Why are they coming?
The answer is actually quite simple; they need jobs, they wish to escape hate and persecution, and they have family in the US. Work is hard to come by, and the migrants have families to support as many are traveling with children. The US offers a place for refuge and opportunity to improve their lives and that of their families. A large majority of the migrants are from Honduras, a country with a failing and corrupt government that steals land from their people. The migrants joined the caravan because of hate and persecution in Honduras and other Central American countries.
What does the journey entail for those in the US-bound caravan?
Most people have no money. They rely on street vendors and organizations to pity their plight and spare them tamales and pineapple juice. Many people have given up and have decided to return home or stay in Mexico. They walk 30 miles a day in torn shoes, scorching weather, and torrential downpour. The migrants are also subject to constant crime and gang activity. Because of these difficult conditions, a report from the Mexican government says that the caravan has been reduced from nearly 7,000 to 3,600 contrary to caravan organizer reports, claiming their numbers are growing.
They are also facing angry backlash coming from the US government and its people. This backlash comes in the form of a plan to deploy 5,000 troops to the caravans supposed entry point in Texas and constant Twitter rants as Trump continues to demonize the migrants as “invaders”, “terrorists”, and “bad people”. The caravan migrants are said to be seeking asylum, which is a legal form of seeking refuge. But according to Trump’s administration, our borders are closed for business. Central-North American political conflict is bound to arise from this rather difficult situation.
Where are they now?
After a vote Thursday night, participants of the group decided to march toward Mexico’s Oaxaca state instead of crossing to the eastern part of the country. From there, organizers claim, they’ll travel to Mexico City. Once they arrive, the caravan hopes to demonstrate for amended immigration laws that allow migrant prosperity and economic opportunity.

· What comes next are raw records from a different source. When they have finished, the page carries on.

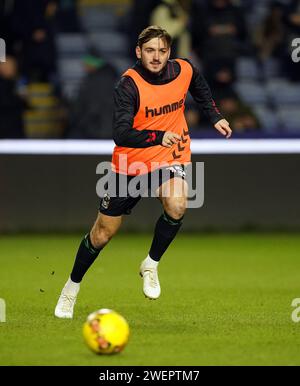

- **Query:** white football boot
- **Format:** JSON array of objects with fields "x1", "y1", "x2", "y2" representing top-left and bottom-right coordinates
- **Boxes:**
[
  {"x1": 139, "y1": 256, "x2": 161, "y2": 300},
  {"x1": 54, "y1": 278, "x2": 80, "y2": 319}
]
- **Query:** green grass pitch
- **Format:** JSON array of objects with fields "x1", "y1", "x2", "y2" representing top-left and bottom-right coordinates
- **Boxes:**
[{"x1": 0, "y1": 232, "x2": 300, "y2": 366}]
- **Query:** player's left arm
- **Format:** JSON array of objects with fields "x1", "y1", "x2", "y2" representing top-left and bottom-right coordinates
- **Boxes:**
[
  {"x1": 214, "y1": 118, "x2": 232, "y2": 139},
  {"x1": 183, "y1": 59, "x2": 232, "y2": 139}
]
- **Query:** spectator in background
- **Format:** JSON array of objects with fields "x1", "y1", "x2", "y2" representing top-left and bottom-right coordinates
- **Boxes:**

Right now the closest border crossing to this caravan would be between Matamoros, Mexico, and Brownsville, Texas, but heading that way is considered a more dangerous route. The group crossed into Mexico a week ago, nearly a week after the caravan formed in San Pedro Sula, Honduras.
The caravan was near the city of Tapanatepec, Mexico in the southern Mexican state of Oaxaca, about 1,000 miles from the U.S. border. The caravan walks 20 to 30 miles each day, with most on foot and some riding in trucks and other vehicles. The journey through Mexico, which includes stretches of large deserts and violent areas controlled by gangs or high in crime rates, is dangerous. Many migrants trying to make the journey from Central America to the U.S. border crossing never complete the trek.
After thousands of miles of marching, they still have thousands left to go. With surmounting threats from Donald Trump and American citizens, the migrants have quite a journey ahead.